お隣さんと一緒に建築コンペに参加することになってしまった。

2人きりで。


ヒトツバシ ハジメさん。


いつか爆音で聞こえたイカガワシイ音声の主だと思い失礼なことを言ってしまった。

でも、ここで弁解したい、私だって失礼なことを言われたのだからおあいこだと。

私が彼氏などという存在と営んでいると言われてしまったからに他ならない。

確かに、前に兄と部屋に入る時に出くわしたが、そんな見られ方をしていたとは。

これについては私達2人の中で、近所に別のイカガワしい動画を大音量で見ている人がいるということで解決した。しかし問題はそこではない。

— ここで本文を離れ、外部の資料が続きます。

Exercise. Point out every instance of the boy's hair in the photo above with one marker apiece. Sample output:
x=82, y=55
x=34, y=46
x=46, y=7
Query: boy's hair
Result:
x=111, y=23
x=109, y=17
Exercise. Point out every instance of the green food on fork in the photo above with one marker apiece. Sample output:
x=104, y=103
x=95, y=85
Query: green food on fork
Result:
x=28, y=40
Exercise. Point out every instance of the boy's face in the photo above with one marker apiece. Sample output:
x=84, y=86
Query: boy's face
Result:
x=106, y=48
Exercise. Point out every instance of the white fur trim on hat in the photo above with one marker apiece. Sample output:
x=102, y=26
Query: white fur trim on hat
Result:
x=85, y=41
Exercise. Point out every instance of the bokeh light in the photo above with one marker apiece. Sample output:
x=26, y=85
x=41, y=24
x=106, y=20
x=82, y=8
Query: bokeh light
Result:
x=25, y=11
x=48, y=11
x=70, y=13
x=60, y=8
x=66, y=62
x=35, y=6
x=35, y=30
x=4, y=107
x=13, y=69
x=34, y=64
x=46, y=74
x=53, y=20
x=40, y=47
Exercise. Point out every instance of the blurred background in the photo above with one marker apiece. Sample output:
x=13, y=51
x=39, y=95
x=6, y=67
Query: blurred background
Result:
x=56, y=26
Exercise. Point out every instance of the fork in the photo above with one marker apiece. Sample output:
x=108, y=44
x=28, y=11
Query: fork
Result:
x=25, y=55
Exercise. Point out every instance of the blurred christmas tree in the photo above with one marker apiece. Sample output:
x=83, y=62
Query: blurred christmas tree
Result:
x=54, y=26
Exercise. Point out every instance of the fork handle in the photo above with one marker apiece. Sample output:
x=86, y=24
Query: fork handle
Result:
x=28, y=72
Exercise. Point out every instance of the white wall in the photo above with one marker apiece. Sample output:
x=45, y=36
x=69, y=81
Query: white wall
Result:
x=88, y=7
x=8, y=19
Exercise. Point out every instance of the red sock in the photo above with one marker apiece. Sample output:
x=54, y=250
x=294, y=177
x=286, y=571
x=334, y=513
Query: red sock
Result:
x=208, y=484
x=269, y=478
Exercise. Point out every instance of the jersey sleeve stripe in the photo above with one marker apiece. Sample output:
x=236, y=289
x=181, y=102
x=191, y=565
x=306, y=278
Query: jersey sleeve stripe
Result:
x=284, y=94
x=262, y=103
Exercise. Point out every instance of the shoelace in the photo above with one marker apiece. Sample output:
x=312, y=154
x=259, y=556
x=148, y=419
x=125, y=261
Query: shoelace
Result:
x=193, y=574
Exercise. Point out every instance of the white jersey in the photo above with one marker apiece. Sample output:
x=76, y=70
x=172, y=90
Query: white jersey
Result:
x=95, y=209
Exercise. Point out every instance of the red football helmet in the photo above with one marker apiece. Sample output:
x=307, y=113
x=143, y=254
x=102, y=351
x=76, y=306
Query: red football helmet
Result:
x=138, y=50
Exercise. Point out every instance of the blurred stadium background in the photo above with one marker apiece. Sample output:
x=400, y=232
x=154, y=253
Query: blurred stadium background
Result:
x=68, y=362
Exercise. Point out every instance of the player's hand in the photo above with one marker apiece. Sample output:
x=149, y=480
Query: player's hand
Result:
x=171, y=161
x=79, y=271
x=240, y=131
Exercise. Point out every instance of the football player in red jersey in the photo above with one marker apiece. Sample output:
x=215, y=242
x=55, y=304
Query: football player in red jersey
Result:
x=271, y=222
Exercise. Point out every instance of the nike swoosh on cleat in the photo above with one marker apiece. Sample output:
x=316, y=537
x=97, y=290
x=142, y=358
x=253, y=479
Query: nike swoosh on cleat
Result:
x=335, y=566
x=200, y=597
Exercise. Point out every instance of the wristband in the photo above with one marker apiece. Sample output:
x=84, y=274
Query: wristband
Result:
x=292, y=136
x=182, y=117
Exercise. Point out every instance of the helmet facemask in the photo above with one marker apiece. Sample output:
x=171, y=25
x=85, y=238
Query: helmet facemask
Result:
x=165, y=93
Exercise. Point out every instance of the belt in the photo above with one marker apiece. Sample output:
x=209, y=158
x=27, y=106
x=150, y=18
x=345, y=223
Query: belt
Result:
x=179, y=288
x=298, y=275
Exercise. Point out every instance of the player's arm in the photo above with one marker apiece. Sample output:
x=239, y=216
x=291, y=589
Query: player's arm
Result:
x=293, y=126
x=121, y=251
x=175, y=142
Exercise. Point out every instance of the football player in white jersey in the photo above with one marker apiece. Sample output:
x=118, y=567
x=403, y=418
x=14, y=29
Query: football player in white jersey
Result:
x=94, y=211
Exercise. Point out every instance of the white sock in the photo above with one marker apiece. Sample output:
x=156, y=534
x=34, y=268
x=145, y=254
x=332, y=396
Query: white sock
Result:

ヒトツバシさんが私をどうやら嫌いではないらしいということだ。

『いやいや、好きだっていってたじゃん』

うるさい。心の中の声は黙っていてほしい。できれば今度から挙手性で心の声には発言をお願いしたい。もちろん却下だ。

以前、隣の部屋の子は有村架純似だと叫んだり、私のバイト先の『ぐでんぐでん』で、オレンジのダッフルコートを着た子が好きだと言ったり、私の日常をかき乱してくる。オレンジ色のダッフルコートが他人とかぶったことは一度もない。たぶんこの町のオレンジ色のダッフルコートは私のことだ。あぁおかがましい。そんな有村架純似かな。あぁおこがましい。


しかも、普段はちゃらんぽらんな生活を送って、授業にもほとんどでいない人が、急に眼の色を変えて建築に打ち込んでいる。授業にもちゃんとくるし、ここ最近はスウェット姿でも学校に来ない。しかも先週のコンペの打ち合わせの時なんて、建築愛を爆発させてきたり、本当にもうズルいとしか言いようがない。だって、私の周りの女子は皆、サークル優先したいとかバイトだとかでコンペに乗ってはくれなかったし、建築の話を振ってもみな特に興味が無いように感じた。だから少しでも建築のつながりを探そうと思ったら、まさかのお隣さん。

怖い存在から、私が求める建築愛を持ち出し何かに打ち込む姿を見せつけるなど、本当にズルい。


ここまで10秒もかからなかった。

ゆでたパスタが早ゆで3分の商品だったことを思い出し、シンクに置いたザルにあげると安アパートのシンクはベコンと音を立てた。

茹であがったパスタをフライパンに移して、あとはオリーブオイルと鷹の爪とニンニクであえればぺペロンチーノの出来上がり。そういえば、ヒトツバシさんも学食でぺペロンチーノを食べていたような。


『ヒトツバシ病だね』


うるさい!私は心の声を遮るように、フォークを机に置いたのだった。